Argued December 7, 1970 Decided June 7, 1971
- Full case name: Rosenbloom v. Metromedia
- Citations: 403 U.S. 29 (more) 91 S. Ct. 1811; 29 L. Ed. 2d 296

Holding
- The knowingly and recklessly false standard for defamatory statements should apply to private individuals as well as public officials.

Court membership
- Chief Justice Warren E. Burger Associate Justices Hugo Black · William O. Douglas John M. Harlan II · William J. Brennan Jr. Potter Stewart · Byron White Thurgood Marshall · Harry Blackmun

Case opinions
- Plurality: Brennan, joined by Burger, Blackmun
- Concurrence: Black (in the judgment)
- Concurrence: White (in the judgment)
- Dissent: Harlan
- Dissent: Marshall, joined by Stewart
- Douglas took no part in the consideration or decision of the case.

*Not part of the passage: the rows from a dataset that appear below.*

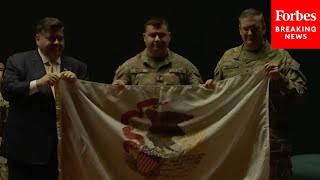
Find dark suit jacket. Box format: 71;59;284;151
1;50;88;163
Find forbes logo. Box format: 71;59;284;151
275;10;317;21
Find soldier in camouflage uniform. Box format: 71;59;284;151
205;9;306;180
113;17;202;85
0;61;9;180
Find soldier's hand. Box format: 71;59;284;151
36;73;59;88
204;79;216;89
264;63;281;80
60;71;77;82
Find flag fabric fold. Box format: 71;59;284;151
56;70;269;180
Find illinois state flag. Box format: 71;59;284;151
56;70;270;180
271;0;320;49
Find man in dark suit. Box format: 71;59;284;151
1;17;88;180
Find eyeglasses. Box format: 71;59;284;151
45;36;64;42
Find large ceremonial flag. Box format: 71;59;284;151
56;70;269;180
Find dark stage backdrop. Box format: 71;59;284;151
0;0;320;152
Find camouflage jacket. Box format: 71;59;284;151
214;42;307;137
113;50;202;85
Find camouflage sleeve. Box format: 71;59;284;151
187;63;203;84
213;58;223;81
279;51;307;94
113;65;130;84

= Rosenbloom v. Metromedia, Inc. =

Rosenbloom v. Metromedia, Inc., 403 U.S. 29 (1971), was a United States Supreme Court case of libel brought by George Rosenbloom against Metromedia. This case was responsible for establishing the idea that the knowingly and recklessly false standard (known as the "actual malice" test) for defamatory statements should apply to private individuals as well as public officials in matters of public concern. Concluding that the story was a matter of public concern, the Supreme Court ruled that it did not matter that Rosenbloom was a private citizen; however, the evidence provided in the case did not support the damages awarded to Rosenbloom. The decision was made June 7, 1971 with a 5-3 decision.

==Background==
A byproduct of the First Amendment, the court had been forced to provide limitations outlining the offense of libel. This was the topic of a series of court cases, two of the most famous being New York Times Co. v. Sullivan and Gertz v. Robert Welch, Inc.. At the focal point of these cases was the "knowingly and recklessly false" requirement, which had been used to protect public officials from libel. After raiding his home, George Rosenbloom was arrested in Philadelphia in October 1963 for distribution of nudist magazines, and a news outlet that reported every half-hour broadcast reported on the arrest of George Rosenbloom using his name when talking about police seizure of "obscene books". Later stories run by Metromedia excluded Rosenbloom's name, when using language such as "girlie look peddlers" and "smut distributors". After his acquittal of criminal obscenity charges in May 1964, Rosenbloom filed a suit in the District Court under the Pennsylvania libel law. Rosenbloom claimed that the depiction of his arrest as well as the description of the books were both proved false from his acquittal as well as defamatory. The outcome of this case lead to Rosenbloom being awarded $25,000 in general damages and $725,000 in punitive damages.

==Decision==
The Supreme Court made a 5-3 majority decision that upheld the ruling as it was made in the United States Court of Appeals for the Third Circuit. In conjunction with the decision being upheld, the Supreme Court reduced the punitive damages from the originally-awarded $725,000 to $250,000.